A LASSO model was used to predict drought tolerance from leaf metabolite and transcript data in potato (Solanum tuberosum). Based on that two populations with lines of superior (MPt) or inferior (MPs) tolerance were selected.
- gene expression data for 42 marker genes measured by qPCR for 31 potato cultivars grown in three field trials, in total 202 samples
- metabolite data for 81 marker analytes measured by GC-MS for 31 potato cultivars grown in five field trials, in total 911 samples
- gene expression data for 42 marker genes measured by qPCR for 195 potato lines grown in two experiments, in total 803 samples
- metabolite data for 81 marker analytes measured by GC-MS for 195 potato lines grown in two experiments, in total 806 samples
For the selection of the MAS population MPt and MPs , predictive models were generated with LASSO using the glmnet package (Friedman et al., 2010) in R. The cv.glmnet function was used to run 10-fold cross-validation. The ‘λmin + 1SE’-rule was applied to choose the model and variables (spare model with 29 metabolites and 23 transcripts). Missing values in the metabolite (5.5%) and transcript (2.2%) data were estimated by PCA using the Nipals method from the R-package pcaMethods (Stacklies et al., 2007).
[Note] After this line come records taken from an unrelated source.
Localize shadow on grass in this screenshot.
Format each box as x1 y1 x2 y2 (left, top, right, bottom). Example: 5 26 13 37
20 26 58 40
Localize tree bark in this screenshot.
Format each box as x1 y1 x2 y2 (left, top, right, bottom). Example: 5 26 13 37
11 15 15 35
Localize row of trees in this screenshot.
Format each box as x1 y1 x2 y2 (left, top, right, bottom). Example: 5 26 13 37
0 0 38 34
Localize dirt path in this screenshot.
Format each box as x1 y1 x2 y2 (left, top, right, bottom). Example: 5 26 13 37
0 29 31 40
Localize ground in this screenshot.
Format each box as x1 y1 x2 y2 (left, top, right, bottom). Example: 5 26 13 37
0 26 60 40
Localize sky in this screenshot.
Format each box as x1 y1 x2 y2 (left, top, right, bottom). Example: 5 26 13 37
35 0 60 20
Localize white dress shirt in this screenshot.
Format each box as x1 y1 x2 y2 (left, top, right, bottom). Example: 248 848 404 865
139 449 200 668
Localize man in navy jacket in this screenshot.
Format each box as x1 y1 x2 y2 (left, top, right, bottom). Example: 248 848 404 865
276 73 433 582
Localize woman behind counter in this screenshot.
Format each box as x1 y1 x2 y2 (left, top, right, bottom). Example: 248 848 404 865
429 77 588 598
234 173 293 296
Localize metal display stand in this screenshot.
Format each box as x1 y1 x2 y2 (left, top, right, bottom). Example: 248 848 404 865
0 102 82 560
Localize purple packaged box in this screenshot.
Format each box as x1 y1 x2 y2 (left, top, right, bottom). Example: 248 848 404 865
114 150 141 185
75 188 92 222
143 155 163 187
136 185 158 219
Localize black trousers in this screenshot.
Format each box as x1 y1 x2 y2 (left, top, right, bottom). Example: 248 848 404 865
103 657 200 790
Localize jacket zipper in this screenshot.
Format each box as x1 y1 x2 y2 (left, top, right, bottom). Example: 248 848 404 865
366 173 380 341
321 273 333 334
The training set included 911 samples for metabolite data originating from five independent field experiments and 202 samples for transcript data from three independent field experiments performed in 2011 and 2012 (Sprenger et al., 2018). The resulting models were used to predict the DRYM of 195 lines from metabolite data (806 samples) and transcript data (803 samples). The predicted DRYM values from both models were ranked and averaged to retrieve the 23 most tolerant (MPt) and 22 most sensitive (MPs) lines.